Eligible patients for Phase 1 were the first 100 consecutive 18- to 65-year-old patients in each practice who agreed to complete the Headache Assessment Quiz. Patients were eligible for Phase 1 regardless of whether they were consulting for headache. Patients from Phase 1 were eligible for Phase 2 if they screened positive for migraine on the Headache Assessment Quiz, had a confirmed clinical diagnosis of migraine meeting IHS criteria 1.1 or 1.2,19 and were willing to remain under the care of the study investigator and to treat headaches with therapy recommended by that investigator for 12 weeks.
Procedures
Phase 1
Primary care providers completed an Accreditation Council for Continuing Medical Education-accredited educational program consisting of a 38-minute DVD on migraine diagnosis and screening. After they completed the educational program, health care providers administered the Headache Assessment Quiz and HIT-6 to a target of 100 consecutively consulting patients regardless of patients’ reason for consulting. For patients who screened positive for migraine on the Headache Assessment Quiz, primary care providers recorded whether or not in their clinical judgment they confirmed a diagnosis of migraine by IHS criteria19 and whether or not patients reported, in response to a question, that they had received a migraine diagnosis from a health care professional before the study.
Phase 2
Primary care providers were asked to recruit up to 10 Phase-1 patients with a confirmed clinical diagnosis of migraine for Phase 2 of the study. At least half of the patients recruited in each practice were to have received their first clinical diagnosis of migraine during the study. All patients provided written, informed consent to participate in Phase 2.
At the beginning of Phase 2, eligible patients received Migraine Care Program educational materials including a migraine diary and a pamphlet about the causes, triggers, symptoms of migraine, and migraine types. They received migraine care for the ensuing 12 weeks under the supervision of the investigator.

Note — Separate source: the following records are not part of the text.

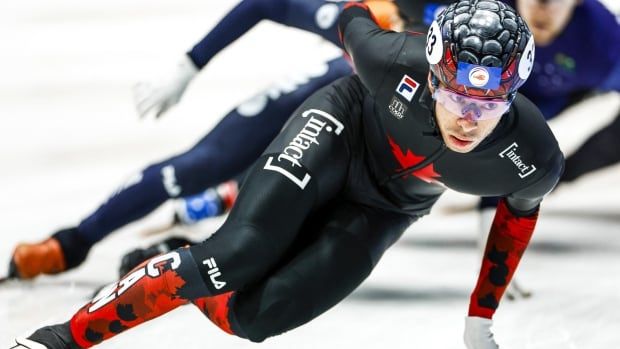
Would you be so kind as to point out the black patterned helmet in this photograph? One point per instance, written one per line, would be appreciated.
(482, 48)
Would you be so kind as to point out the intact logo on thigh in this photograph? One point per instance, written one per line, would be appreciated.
(287, 163)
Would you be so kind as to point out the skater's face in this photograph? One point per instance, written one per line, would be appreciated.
(546, 18)
(464, 131)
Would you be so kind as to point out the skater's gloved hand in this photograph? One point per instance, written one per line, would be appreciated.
(156, 96)
(478, 333)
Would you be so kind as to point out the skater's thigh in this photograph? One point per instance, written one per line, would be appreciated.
(345, 249)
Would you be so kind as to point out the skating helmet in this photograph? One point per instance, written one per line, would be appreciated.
(481, 48)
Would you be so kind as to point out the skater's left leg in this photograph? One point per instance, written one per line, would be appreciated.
(320, 274)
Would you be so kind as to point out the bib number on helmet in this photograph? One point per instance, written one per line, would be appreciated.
(527, 61)
(434, 44)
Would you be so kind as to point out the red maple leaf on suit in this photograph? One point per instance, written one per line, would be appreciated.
(409, 159)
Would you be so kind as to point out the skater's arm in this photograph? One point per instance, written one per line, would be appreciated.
(372, 49)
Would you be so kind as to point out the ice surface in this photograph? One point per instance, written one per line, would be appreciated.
(69, 136)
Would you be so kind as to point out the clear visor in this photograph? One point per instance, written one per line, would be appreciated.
(470, 107)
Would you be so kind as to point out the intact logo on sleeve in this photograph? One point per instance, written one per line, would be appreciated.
(511, 154)
(407, 87)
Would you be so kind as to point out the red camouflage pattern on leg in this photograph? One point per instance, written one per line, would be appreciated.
(140, 296)
(507, 242)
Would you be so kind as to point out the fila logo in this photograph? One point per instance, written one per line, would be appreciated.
(407, 87)
(397, 108)
(214, 272)
(511, 154)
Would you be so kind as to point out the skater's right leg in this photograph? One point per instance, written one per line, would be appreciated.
(292, 179)
(231, 147)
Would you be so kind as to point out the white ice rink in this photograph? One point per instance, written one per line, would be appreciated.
(69, 136)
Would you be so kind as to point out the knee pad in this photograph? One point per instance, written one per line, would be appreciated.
(270, 311)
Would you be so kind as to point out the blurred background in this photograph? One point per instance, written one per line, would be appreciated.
(69, 135)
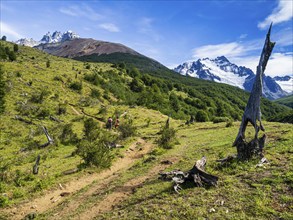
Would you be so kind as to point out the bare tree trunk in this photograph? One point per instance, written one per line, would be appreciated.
(50, 140)
(36, 166)
(252, 111)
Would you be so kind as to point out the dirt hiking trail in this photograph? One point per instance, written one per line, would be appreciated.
(52, 198)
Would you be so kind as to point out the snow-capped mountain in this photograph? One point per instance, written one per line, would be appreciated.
(223, 71)
(56, 37)
(286, 83)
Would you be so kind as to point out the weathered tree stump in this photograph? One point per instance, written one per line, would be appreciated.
(252, 111)
(197, 175)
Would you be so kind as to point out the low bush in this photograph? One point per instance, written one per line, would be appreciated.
(168, 138)
(220, 119)
(127, 129)
(77, 86)
(68, 136)
(95, 153)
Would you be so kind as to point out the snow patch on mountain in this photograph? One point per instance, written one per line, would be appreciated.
(222, 70)
(286, 83)
(56, 37)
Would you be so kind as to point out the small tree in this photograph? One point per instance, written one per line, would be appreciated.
(201, 116)
(48, 63)
(127, 129)
(12, 56)
(168, 138)
(15, 48)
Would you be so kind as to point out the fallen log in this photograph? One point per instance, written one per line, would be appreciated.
(17, 117)
(197, 175)
(70, 171)
(55, 119)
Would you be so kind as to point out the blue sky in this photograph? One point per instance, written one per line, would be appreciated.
(171, 32)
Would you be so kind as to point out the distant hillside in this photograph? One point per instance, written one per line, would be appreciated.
(222, 70)
(152, 85)
(288, 101)
(84, 47)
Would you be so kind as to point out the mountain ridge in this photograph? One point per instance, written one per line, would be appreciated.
(55, 37)
(222, 70)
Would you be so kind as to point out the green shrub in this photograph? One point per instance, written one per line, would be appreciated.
(95, 93)
(68, 136)
(127, 129)
(4, 200)
(94, 153)
(168, 138)
(58, 78)
(43, 112)
(91, 130)
(39, 96)
(229, 124)
(220, 119)
(61, 109)
(77, 86)
(201, 116)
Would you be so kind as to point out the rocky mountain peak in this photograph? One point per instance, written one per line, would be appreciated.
(222, 70)
(56, 37)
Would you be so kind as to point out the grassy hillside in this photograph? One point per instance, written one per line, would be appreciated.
(288, 101)
(63, 94)
(216, 100)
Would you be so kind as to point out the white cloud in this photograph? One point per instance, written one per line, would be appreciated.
(109, 27)
(9, 31)
(284, 37)
(145, 26)
(242, 36)
(282, 13)
(81, 11)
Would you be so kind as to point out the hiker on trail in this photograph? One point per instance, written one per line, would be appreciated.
(109, 123)
(117, 122)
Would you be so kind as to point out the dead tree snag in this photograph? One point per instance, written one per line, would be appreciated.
(252, 111)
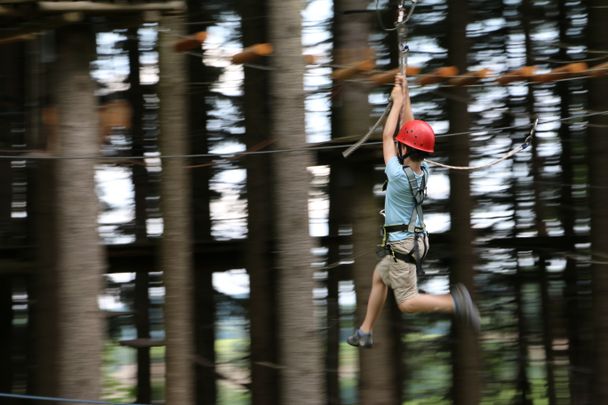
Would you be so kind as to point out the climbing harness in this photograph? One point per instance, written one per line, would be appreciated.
(402, 18)
(413, 256)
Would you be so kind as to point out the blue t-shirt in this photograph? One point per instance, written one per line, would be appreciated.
(399, 201)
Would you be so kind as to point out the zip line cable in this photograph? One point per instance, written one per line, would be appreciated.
(400, 26)
(521, 147)
(38, 155)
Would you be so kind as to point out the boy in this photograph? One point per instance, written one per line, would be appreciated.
(405, 240)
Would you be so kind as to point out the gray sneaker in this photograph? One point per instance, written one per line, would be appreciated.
(360, 339)
(464, 307)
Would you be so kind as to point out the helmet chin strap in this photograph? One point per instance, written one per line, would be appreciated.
(400, 154)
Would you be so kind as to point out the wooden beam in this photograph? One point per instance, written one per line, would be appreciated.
(381, 78)
(470, 77)
(599, 70)
(365, 65)
(523, 73)
(438, 75)
(96, 7)
(190, 42)
(566, 71)
(252, 52)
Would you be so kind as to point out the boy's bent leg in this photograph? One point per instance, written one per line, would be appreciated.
(427, 303)
(362, 337)
(377, 298)
(464, 307)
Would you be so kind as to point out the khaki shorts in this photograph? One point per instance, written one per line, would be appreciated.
(398, 274)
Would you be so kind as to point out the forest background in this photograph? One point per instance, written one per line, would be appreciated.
(178, 224)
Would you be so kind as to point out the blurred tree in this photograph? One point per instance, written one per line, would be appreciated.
(350, 117)
(176, 245)
(80, 260)
(200, 78)
(466, 384)
(578, 341)
(597, 38)
(352, 201)
(299, 349)
(140, 187)
(260, 193)
(6, 320)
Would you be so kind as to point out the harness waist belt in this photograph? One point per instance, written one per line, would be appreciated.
(402, 228)
(387, 251)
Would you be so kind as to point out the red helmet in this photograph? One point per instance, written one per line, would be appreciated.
(417, 134)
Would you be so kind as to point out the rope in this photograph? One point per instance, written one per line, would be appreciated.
(400, 26)
(521, 147)
(58, 399)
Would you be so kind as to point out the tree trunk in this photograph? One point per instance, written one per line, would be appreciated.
(378, 368)
(176, 250)
(466, 387)
(264, 389)
(6, 331)
(80, 260)
(200, 78)
(598, 167)
(300, 353)
(140, 181)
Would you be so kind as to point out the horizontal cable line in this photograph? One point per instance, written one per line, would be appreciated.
(59, 399)
(324, 146)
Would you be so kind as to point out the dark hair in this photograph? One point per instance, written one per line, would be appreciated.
(417, 155)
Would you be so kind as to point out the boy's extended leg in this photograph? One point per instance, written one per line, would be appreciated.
(459, 303)
(377, 297)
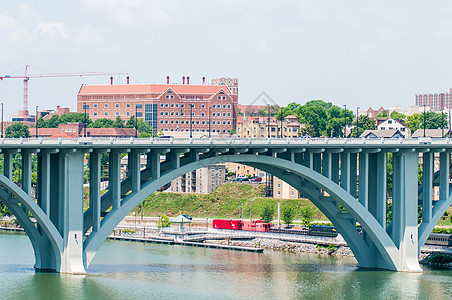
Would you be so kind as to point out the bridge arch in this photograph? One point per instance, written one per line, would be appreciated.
(298, 176)
(44, 237)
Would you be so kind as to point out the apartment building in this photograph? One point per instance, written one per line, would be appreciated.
(201, 181)
(167, 107)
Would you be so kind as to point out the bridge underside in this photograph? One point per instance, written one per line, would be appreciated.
(349, 185)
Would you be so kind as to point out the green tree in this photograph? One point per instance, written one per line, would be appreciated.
(398, 116)
(383, 114)
(267, 213)
(17, 130)
(118, 123)
(41, 123)
(164, 222)
(364, 123)
(288, 214)
(102, 123)
(307, 215)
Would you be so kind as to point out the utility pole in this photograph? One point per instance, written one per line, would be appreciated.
(84, 120)
(36, 123)
(424, 119)
(136, 122)
(210, 127)
(268, 121)
(357, 122)
(345, 120)
(2, 119)
(191, 113)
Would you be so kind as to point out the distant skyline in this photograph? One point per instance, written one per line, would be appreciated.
(358, 53)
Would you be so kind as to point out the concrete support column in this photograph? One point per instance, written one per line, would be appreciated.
(345, 171)
(155, 164)
(363, 195)
(317, 162)
(444, 190)
(308, 159)
(72, 210)
(8, 164)
(44, 182)
(114, 177)
(353, 167)
(326, 165)
(134, 172)
(427, 186)
(335, 167)
(377, 187)
(48, 261)
(404, 210)
(94, 188)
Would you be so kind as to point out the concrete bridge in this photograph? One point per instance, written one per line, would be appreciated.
(330, 172)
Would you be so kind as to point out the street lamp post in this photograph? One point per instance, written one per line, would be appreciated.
(357, 122)
(251, 201)
(424, 119)
(345, 120)
(268, 121)
(84, 120)
(136, 121)
(36, 123)
(2, 119)
(210, 121)
(191, 119)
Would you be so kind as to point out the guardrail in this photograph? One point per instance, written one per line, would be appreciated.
(87, 142)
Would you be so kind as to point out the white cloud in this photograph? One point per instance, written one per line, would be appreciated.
(28, 26)
(132, 12)
(88, 36)
(52, 30)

Investigators could prescribe any pharmacological or nonpharmacological migraine treatment to patients at their discretion.
Measures
In questionnaires administered at the beginning of the study before they initiated the Migraine Care Program (baseline) and again at the end of Phase 2, primary care providers rated the difficulty of assessing and treating patients with headache (0 = not at all difficult; 10 = extremely difficult), the importance of understanding the impact of headaches on a patient’s life when making treatment decisions (on a 7-point Likert scale ranging from very important to very unimportant), and their satisfaction (on a 7-point Likert scale ranging from very satisfied to very dissatisfied) with how well patients describe their headache severity and how well patients describe the physical, emotional, and financial impact of headaches.

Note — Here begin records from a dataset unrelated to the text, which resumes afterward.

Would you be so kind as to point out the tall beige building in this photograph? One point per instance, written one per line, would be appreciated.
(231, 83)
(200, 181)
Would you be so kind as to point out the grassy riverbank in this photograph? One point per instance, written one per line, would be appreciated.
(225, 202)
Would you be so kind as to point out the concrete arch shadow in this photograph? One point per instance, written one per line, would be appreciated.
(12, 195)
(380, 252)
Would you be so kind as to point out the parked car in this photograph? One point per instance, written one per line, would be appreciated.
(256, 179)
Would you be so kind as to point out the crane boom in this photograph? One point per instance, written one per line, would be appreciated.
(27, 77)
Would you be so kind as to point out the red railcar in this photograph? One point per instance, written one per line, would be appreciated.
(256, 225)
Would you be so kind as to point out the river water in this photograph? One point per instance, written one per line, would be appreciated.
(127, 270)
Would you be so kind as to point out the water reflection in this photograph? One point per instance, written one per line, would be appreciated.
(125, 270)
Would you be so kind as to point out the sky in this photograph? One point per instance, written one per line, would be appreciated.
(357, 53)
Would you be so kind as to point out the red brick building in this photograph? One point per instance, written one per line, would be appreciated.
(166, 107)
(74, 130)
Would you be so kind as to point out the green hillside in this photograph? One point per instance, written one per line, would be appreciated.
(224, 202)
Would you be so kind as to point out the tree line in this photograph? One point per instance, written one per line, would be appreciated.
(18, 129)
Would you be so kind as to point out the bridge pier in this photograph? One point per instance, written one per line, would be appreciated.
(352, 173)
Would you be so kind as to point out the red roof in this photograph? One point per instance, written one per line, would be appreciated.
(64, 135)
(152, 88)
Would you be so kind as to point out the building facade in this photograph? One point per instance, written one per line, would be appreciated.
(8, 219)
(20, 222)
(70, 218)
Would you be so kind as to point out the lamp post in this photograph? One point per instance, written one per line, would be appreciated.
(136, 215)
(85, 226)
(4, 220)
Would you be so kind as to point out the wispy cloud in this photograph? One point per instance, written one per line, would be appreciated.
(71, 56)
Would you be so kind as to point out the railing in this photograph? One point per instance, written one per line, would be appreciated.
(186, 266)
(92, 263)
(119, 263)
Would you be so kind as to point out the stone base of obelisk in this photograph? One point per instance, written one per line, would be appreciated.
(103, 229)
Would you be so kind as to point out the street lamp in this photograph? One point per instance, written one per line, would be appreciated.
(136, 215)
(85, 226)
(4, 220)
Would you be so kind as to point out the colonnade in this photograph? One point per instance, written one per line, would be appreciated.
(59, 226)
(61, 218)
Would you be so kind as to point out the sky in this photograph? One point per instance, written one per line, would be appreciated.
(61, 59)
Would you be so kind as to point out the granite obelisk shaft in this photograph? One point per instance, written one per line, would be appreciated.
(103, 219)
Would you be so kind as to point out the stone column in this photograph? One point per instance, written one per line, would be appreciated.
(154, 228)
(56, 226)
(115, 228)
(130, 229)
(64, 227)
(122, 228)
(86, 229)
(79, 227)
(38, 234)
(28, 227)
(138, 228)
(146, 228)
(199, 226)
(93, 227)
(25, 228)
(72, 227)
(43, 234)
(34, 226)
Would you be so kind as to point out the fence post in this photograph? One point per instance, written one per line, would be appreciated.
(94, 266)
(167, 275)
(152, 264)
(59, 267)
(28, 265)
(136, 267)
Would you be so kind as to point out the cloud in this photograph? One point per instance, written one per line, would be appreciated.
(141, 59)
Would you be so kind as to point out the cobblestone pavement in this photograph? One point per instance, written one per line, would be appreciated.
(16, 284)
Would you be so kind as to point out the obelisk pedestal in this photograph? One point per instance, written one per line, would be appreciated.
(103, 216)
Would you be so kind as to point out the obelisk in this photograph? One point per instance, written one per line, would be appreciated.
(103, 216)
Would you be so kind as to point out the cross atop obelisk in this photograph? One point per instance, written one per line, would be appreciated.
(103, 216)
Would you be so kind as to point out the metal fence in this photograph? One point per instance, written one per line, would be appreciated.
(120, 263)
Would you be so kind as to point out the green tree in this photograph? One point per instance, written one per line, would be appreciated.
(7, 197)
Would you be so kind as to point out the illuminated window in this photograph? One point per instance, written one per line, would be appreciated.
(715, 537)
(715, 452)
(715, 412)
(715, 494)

For the questions on patient communication about headaches, providers were instructed to respond with respect to their general experience with patients for the baseline questionnaire and with respect to their experience with patients in Phase 2 of the study for the end-of-study questionnaire. The end-of-study questionnaire also contained items on which primary care providers rated satisfaction with the use of the Headache Assessment Quiz to facilitate (a) understanding of the impact of headaches on patients’ lives; (b) treatment decisions; and (c) identification of headache patients requiring better treatment and indicated whether or not they would recommend the Headache Assessment Quiz for use in clinical practice.
In questionnaires administered at the beginning of Phase 2 and again at the end of the study, patients who participated in Phase 2 rated their satisfaction (on a 7-point Likert scale ranging from very satisfied to very dissatisfied) with the medication used to treat migraine headaches and with the quality of medical care received for migraine. In addition, patients rated the bothersomeness of side effects of medication used to treat migraine headaches (on a 5-point categorical scale ranging from not at all to extremely). At the beginning of Phase 2, patients listed the medications they had used during the 3 months before the study to treat headaches. HIT-6, which was first administered at study entry, was also administered at the end of Phase 2.
Responses to the primary care provider and patient questionnaires were summarized with descriptive statistics. The Wilcoxon Signed Ranks Test was used to compare differences between baseline and the end of the study in the distribution of percentages of respondents to each question on satisfaction, bothersomeness, and importance; in median primary care provider ratings of difficulty of assessing and treating headache patients; and in distribution of HIT-6 scores (<50 = little to no impact of headache; 50–55 = some impact; 56–59 = substantial impact; ≥60 = severe impact).